Profanación
Sebastián Lohengrin
Llegué a Santiago el 26 de diciembre del 2019 para visitar a mi familia, en especial a mi padre, convaleciente de cáncer. Desde el diagnóstico fui a visitarlo una vez al mes, excepto en octubre, por un viaje programado a la India y, en noviembre, por los desórdenes sociales y los pendientes del trabajo. Durante ese tiempo, vi cómo su cuerpo y sus facultades comenzaban a degradarse. La inevitabilidad era algo con lo deberíamos convivir.
El 27 me subí a la bicicleta para ir a la Plaza Italia y conocer de primera mano los efectos del Estallido Social. La impresión fue grande, enorme. Nunca pensé que lo que leí y escuché por terceros iba a tener un correlato tan parecido a lo que experimenté cuando caminé por Providencia, por la Alameda, por Merced, por José Miguel de la Barra, por Bustamante y Vicuña Mackenna. Pocas veces en mi vida había sucedido que los testimonios fueran tan parecidos a la evidencia.
Letrero destruido, entrada de Metro Salvador. Foto del autor del texto.

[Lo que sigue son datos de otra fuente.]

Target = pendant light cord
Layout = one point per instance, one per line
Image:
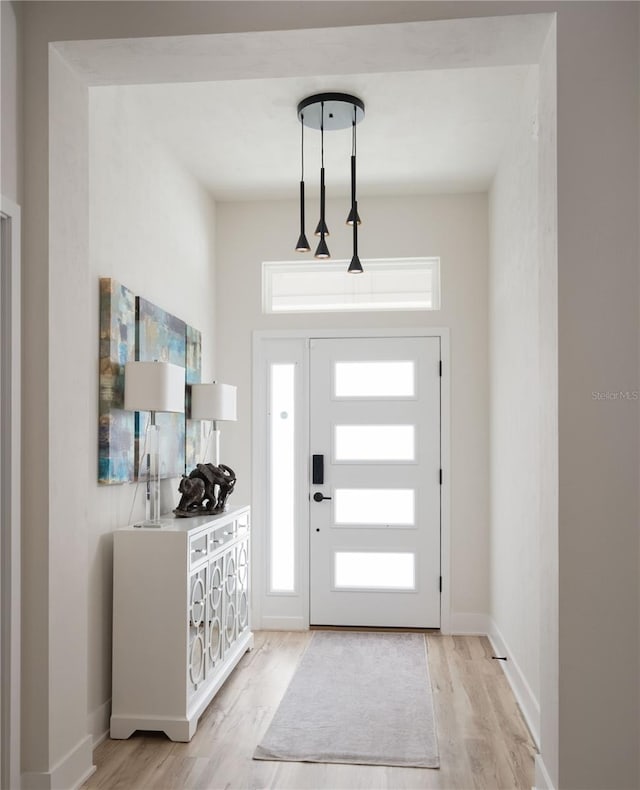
(302, 147)
(322, 135)
(353, 132)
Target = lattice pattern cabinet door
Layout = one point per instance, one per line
(181, 619)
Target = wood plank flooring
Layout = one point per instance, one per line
(482, 739)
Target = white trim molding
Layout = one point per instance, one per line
(542, 778)
(10, 483)
(71, 771)
(468, 624)
(529, 704)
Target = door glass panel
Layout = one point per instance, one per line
(374, 570)
(282, 477)
(375, 506)
(384, 379)
(374, 443)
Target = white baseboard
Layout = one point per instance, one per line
(282, 624)
(469, 624)
(98, 723)
(70, 772)
(529, 704)
(542, 779)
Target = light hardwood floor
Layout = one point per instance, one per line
(482, 739)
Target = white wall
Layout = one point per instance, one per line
(515, 393)
(453, 227)
(152, 227)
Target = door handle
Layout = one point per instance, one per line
(317, 470)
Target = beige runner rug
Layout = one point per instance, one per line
(357, 697)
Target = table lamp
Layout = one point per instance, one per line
(215, 402)
(153, 387)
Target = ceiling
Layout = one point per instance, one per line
(423, 132)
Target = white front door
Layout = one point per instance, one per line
(375, 482)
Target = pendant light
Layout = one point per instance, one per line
(322, 251)
(303, 244)
(353, 213)
(331, 111)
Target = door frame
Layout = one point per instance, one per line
(10, 484)
(290, 611)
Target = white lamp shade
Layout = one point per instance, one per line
(154, 386)
(213, 402)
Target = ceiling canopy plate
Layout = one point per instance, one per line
(338, 110)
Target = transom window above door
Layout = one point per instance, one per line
(385, 284)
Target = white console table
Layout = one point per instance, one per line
(180, 619)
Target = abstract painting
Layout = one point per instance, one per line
(117, 346)
(132, 328)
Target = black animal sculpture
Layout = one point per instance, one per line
(205, 490)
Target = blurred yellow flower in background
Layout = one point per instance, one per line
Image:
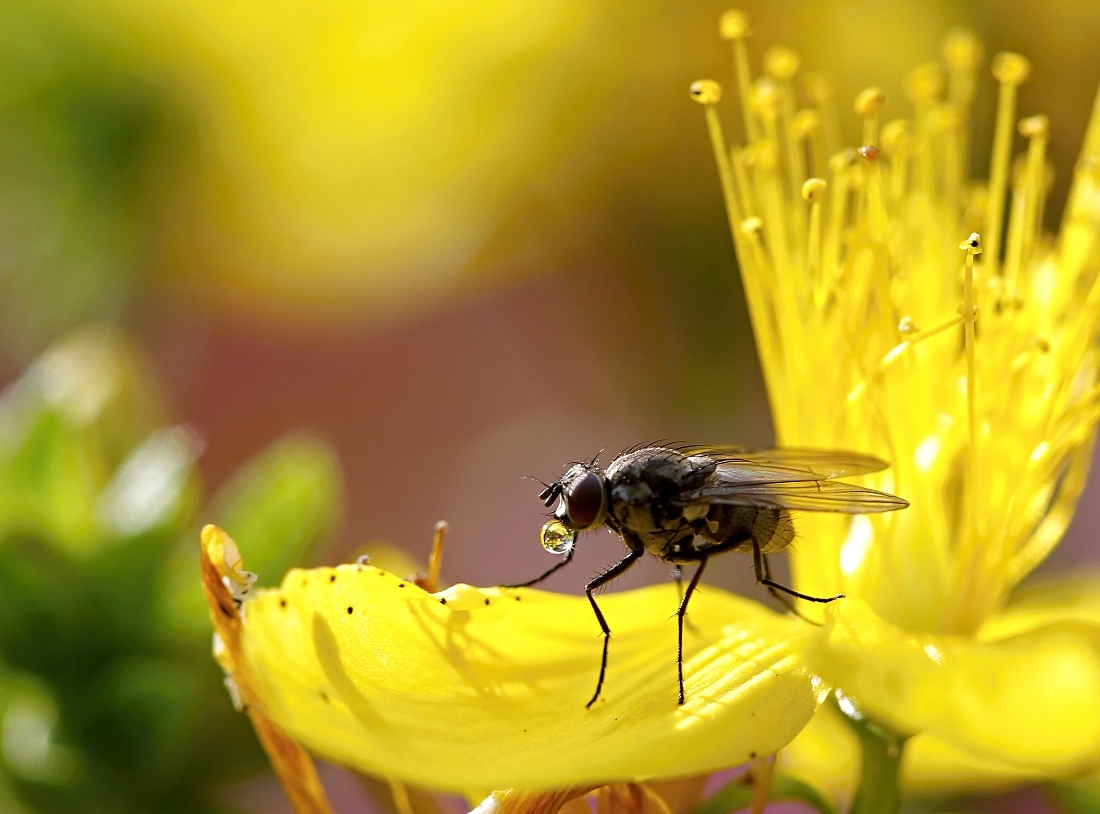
(978, 383)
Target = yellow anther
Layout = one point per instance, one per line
(925, 84)
(765, 99)
(813, 189)
(804, 123)
(705, 91)
(961, 50)
(752, 226)
(1011, 68)
(870, 100)
(780, 62)
(1033, 127)
(908, 326)
(869, 153)
(734, 24)
(971, 244)
(895, 133)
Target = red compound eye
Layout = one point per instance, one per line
(584, 501)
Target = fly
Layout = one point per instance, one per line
(688, 504)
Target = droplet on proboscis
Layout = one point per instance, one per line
(961, 50)
(813, 189)
(780, 62)
(1011, 67)
(705, 91)
(734, 24)
(557, 538)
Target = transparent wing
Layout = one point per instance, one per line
(799, 496)
(787, 464)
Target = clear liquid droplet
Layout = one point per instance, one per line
(557, 538)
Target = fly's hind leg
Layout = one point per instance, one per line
(616, 570)
(680, 624)
(763, 576)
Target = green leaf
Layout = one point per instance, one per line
(736, 794)
(282, 504)
(278, 507)
(1079, 798)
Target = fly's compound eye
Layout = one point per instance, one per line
(557, 538)
(585, 501)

Al llegar al Bombón Oriental, su letrero de vidrio amarillo colgaba quebrado y agonizante, sus vitrinas protegidas con planchas de madera eran testigos de la furia humana que pasaba noche a noche por el barrio. La única señal de vida era una puerta provisional que se abría para atender a sus clientes más fieles. Pedí un café turco y lo tomé de pie, apoyado en una mesita interior de madera. Miré las fotos enmarcadas, fotos de toda la vida, que retrataban hermosos paisajes de los Lagos del Sur y de Valdivia. La dueña me comentó que La Fuente Alemana de la Alameda había sido incendiada y destruida por completo. Devastado por la noticia miré la tacita blanca, me sumergí en el color sin brillo y espumoso de la superficie, sentí el sabor intenso, el polvillo final que se posa en la garganta y esa sensación terrosa que tanto me gusta.

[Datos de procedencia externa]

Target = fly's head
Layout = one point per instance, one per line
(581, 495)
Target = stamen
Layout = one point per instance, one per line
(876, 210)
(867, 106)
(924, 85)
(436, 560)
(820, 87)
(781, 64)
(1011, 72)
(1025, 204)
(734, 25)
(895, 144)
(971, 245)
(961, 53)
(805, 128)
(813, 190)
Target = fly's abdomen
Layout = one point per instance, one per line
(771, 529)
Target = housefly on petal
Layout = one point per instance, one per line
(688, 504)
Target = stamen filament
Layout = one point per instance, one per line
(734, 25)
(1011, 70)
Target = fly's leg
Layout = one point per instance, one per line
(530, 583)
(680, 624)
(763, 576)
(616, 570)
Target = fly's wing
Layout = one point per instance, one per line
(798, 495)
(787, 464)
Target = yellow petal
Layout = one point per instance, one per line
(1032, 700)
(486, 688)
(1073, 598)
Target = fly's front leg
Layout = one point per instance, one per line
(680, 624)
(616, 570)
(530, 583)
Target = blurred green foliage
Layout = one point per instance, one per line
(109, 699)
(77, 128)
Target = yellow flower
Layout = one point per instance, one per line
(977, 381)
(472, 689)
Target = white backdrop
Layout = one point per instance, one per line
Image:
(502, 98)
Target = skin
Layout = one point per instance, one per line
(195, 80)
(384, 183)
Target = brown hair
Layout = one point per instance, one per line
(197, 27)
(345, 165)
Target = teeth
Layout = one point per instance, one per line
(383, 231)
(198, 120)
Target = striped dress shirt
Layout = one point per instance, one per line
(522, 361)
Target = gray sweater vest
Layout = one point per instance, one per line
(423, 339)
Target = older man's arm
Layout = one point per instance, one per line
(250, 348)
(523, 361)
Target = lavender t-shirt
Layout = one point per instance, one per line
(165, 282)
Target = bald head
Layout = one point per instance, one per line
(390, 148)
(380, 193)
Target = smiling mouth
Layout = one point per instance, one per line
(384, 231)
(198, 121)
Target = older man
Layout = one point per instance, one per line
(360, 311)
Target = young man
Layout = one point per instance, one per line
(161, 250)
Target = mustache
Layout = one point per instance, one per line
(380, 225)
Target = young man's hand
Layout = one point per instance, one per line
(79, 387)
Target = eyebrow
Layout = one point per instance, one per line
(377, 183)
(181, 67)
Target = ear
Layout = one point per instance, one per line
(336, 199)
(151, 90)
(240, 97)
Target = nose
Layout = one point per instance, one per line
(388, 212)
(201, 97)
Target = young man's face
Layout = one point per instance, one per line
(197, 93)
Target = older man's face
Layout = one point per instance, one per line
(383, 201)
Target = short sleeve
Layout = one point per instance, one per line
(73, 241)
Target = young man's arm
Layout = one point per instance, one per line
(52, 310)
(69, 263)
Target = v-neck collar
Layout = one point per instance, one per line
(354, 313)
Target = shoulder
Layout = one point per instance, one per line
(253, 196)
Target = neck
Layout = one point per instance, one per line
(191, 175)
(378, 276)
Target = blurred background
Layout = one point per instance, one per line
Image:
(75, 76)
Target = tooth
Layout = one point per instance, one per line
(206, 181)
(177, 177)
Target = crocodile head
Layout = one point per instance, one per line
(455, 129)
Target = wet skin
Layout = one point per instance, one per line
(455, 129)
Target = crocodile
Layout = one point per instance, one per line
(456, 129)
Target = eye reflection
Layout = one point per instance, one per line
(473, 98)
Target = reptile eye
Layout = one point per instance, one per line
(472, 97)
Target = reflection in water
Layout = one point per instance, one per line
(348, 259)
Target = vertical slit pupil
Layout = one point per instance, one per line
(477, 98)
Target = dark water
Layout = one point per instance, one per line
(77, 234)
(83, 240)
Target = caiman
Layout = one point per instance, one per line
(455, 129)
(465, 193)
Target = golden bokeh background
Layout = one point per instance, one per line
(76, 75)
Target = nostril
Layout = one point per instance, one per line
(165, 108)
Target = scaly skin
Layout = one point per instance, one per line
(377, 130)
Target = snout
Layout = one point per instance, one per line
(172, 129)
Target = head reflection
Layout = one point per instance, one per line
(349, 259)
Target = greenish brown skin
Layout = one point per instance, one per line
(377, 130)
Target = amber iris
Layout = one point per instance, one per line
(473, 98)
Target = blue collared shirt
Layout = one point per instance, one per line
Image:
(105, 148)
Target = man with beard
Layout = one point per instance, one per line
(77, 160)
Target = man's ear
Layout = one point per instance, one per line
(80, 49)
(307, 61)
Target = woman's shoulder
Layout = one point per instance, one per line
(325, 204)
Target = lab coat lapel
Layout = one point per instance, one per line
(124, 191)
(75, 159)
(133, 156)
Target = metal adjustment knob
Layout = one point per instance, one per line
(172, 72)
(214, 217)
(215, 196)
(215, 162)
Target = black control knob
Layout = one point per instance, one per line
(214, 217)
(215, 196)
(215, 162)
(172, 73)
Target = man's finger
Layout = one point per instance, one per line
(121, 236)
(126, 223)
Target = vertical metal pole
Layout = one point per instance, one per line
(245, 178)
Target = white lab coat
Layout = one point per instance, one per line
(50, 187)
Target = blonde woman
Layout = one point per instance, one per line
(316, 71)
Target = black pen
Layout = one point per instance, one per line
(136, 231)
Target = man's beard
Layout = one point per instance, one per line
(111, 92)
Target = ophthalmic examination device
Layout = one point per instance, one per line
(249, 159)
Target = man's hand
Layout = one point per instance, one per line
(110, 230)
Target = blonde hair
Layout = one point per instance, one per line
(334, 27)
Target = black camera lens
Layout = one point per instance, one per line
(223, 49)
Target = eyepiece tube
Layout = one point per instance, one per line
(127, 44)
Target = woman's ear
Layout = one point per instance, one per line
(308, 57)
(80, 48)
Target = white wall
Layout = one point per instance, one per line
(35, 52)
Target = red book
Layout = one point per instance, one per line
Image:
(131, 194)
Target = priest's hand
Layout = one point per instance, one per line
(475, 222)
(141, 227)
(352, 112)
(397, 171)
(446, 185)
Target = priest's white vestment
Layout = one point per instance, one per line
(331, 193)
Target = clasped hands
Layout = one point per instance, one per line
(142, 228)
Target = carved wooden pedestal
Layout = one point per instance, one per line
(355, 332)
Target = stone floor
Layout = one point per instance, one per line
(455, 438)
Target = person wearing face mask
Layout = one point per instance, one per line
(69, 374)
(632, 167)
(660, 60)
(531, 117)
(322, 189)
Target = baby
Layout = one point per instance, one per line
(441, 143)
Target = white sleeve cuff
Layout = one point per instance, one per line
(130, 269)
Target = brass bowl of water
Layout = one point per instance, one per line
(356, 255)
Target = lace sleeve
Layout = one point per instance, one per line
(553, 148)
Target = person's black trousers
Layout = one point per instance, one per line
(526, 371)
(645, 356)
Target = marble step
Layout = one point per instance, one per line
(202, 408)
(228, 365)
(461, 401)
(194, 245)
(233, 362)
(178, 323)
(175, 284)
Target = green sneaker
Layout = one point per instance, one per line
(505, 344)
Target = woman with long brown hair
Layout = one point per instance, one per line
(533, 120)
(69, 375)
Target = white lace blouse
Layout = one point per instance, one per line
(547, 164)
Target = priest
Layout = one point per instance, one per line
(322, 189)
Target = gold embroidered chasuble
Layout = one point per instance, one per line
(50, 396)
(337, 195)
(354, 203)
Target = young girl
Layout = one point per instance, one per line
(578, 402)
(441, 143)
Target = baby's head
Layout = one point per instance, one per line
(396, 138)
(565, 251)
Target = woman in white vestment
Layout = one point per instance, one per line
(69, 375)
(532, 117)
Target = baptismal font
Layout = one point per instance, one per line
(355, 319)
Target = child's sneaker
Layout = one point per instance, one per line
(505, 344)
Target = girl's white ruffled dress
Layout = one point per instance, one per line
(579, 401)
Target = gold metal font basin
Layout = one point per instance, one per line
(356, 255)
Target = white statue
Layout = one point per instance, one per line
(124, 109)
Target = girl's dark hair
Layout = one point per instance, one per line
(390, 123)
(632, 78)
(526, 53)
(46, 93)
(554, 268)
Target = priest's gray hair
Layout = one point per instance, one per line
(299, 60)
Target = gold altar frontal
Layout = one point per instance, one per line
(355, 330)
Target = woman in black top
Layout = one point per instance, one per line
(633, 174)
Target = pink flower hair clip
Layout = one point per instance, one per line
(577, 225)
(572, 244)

El viaje a la India lo hice con mi esposa y un grupo de personas que conocí en el viaje. El tercer día, en la noche, el 20 de octubre, durante el trayecto que une Delhi con Pushkar, escuché Radio Bío-Bío y vi el programa de Fernando Villegas que tituló “Insurrección en Chile”, cuya tesis era que todo había sido causa de una gran conspiración. Mis compañeros de viaje, ninguno chileno, me preguntaron de qué se trataba, la imagen de Chile de un país ordenado y respetuoso se había caído a pedazos. Esa noche, en la terraza de un restaurante a más de diez mil kilómetros de distancia, hilé explicaciones y comentarios para mis compañeros de viaje, para el chat de mis amigos de colegio, para el que tenemos con la familia. Tenté una explicación cuyas causas se remontaban diez años atrás, nadie me hizo caso, todos tenían su teoría.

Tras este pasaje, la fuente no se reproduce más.